How Do You Evaluate the Quality of LLM Responses?

In our latest read, “Testing The Quality Of ChatGPT Responses: A Report From The Field,” @paulmaxwellwalters takes us through a hands-on exploration of assessing AI grading systems. This article gives a practical perspective on evaluating Large Language Models (LLMs) like GPT-3.5 and GPT-4, focusing on their ability to grade student assignments accurately and effectively.

The piece shares insights into setting up tests, measuring accuracy, relevance, and providing feedback. It’s a must-read for anyone looking to understand how to gauge LLM performance in real-world applications.
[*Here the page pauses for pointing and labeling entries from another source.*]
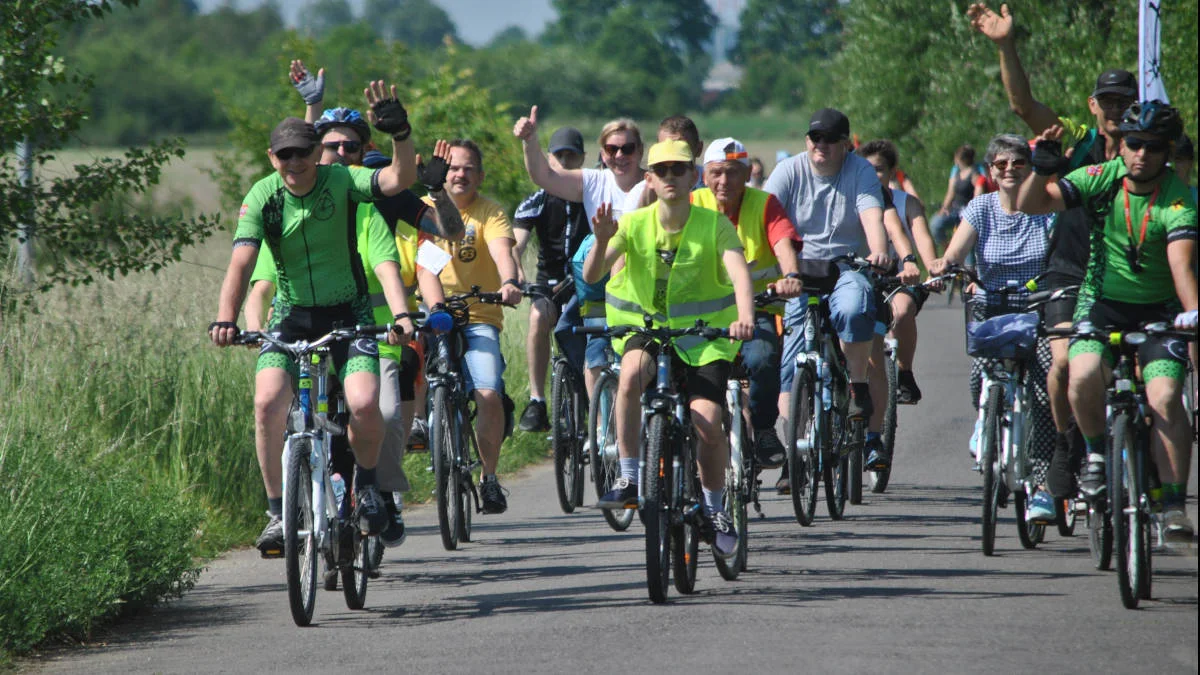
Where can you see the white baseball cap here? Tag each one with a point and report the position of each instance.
(726, 150)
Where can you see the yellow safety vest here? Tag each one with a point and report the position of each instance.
(697, 287)
(753, 232)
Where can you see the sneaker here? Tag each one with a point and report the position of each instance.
(623, 495)
(394, 535)
(1176, 527)
(725, 542)
(492, 495)
(907, 393)
(370, 511)
(534, 417)
(877, 457)
(1041, 508)
(270, 542)
(769, 448)
(1093, 481)
(861, 406)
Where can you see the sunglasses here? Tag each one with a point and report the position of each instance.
(673, 168)
(1150, 145)
(627, 149)
(291, 153)
(346, 145)
(1005, 165)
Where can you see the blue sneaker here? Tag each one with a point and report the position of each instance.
(1041, 508)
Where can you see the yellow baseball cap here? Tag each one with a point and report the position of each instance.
(670, 151)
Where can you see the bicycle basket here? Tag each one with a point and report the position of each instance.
(1005, 336)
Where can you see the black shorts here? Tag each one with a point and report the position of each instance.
(706, 381)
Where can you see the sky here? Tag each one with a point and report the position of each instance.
(478, 21)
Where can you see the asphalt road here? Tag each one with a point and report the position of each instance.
(899, 586)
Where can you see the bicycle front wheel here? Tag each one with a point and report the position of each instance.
(657, 487)
(299, 533)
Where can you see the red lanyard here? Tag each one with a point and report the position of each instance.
(1145, 219)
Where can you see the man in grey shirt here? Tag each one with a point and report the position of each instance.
(837, 203)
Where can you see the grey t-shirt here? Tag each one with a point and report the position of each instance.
(826, 209)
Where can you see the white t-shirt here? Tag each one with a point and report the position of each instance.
(600, 187)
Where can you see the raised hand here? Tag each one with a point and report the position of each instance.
(526, 129)
(999, 28)
(312, 89)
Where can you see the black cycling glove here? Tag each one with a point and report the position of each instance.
(1048, 157)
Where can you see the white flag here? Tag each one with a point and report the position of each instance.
(1150, 78)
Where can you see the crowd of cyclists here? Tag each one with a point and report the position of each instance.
(335, 237)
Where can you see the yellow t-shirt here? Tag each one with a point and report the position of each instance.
(471, 261)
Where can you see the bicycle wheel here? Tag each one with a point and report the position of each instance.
(657, 488)
(989, 463)
(563, 436)
(685, 530)
(299, 533)
(1128, 531)
(442, 454)
(879, 479)
(355, 571)
(603, 444)
(803, 464)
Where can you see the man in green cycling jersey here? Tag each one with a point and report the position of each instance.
(304, 214)
(1140, 270)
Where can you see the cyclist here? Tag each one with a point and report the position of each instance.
(483, 258)
(561, 227)
(1139, 270)
(1009, 245)
(909, 302)
(1114, 93)
(300, 211)
(767, 240)
(677, 256)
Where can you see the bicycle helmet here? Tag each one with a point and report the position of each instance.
(343, 117)
(1152, 117)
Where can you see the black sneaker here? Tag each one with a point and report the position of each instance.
(907, 393)
(861, 406)
(623, 495)
(492, 495)
(534, 417)
(270, 542)
(1093, 479)
(877, 457)
(769, 448)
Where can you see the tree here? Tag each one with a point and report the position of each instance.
(79, 225)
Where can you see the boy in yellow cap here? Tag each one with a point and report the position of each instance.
(682, 263)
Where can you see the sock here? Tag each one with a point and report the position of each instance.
(629, 470)
(713, 500)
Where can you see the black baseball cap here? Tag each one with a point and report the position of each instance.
(828, 120)
(567, 138)
(1119, 82)
(293, 132)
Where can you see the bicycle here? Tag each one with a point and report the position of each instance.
(1128, 507)
(316, 523)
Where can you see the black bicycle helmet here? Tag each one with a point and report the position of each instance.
(1152, 117)
(343, 117)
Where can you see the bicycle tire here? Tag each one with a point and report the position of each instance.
(803, 466)
(1128, 535)
(989, 454)
(657, 491)
(299, 533)
(879, 479)
(685, 531)
(563, 435)
(601, 431)
(442, 454)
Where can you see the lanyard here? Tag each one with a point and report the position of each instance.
(1145, 219)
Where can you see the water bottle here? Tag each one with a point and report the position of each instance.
(339, 491)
Have you got any thoughts on how this could apply to your work with evaluating AI responses? Perhaps you’ve got you’re own strategies and experiences to share. The more insights shared, the better; you can help shape other’s approaches to LLM evaluation.

5 Likes

Oooo this is something I have been waiting for so long to grab my hands on! Tnx for the link, it interests me immensely how are they testing AI :smile:

Exactly on that topic I have a short funny anecdote that I wrote here:

TLDR: most people using AI commercially have no clue how to test it :grimacing: :laughing:

4 Likes

Thanks for the kind words! If you have any questions or feedback, I would love to hear them!

like anything we need to separate out the response into it’s component parts, the “generative part” needs separating from the data-aggregation/generalization part, and the truthiness component becomes easier to test for at that point. How you do that separating is a job for the implementation to expose as metadata. Basically don’t test the entire thing, break it down?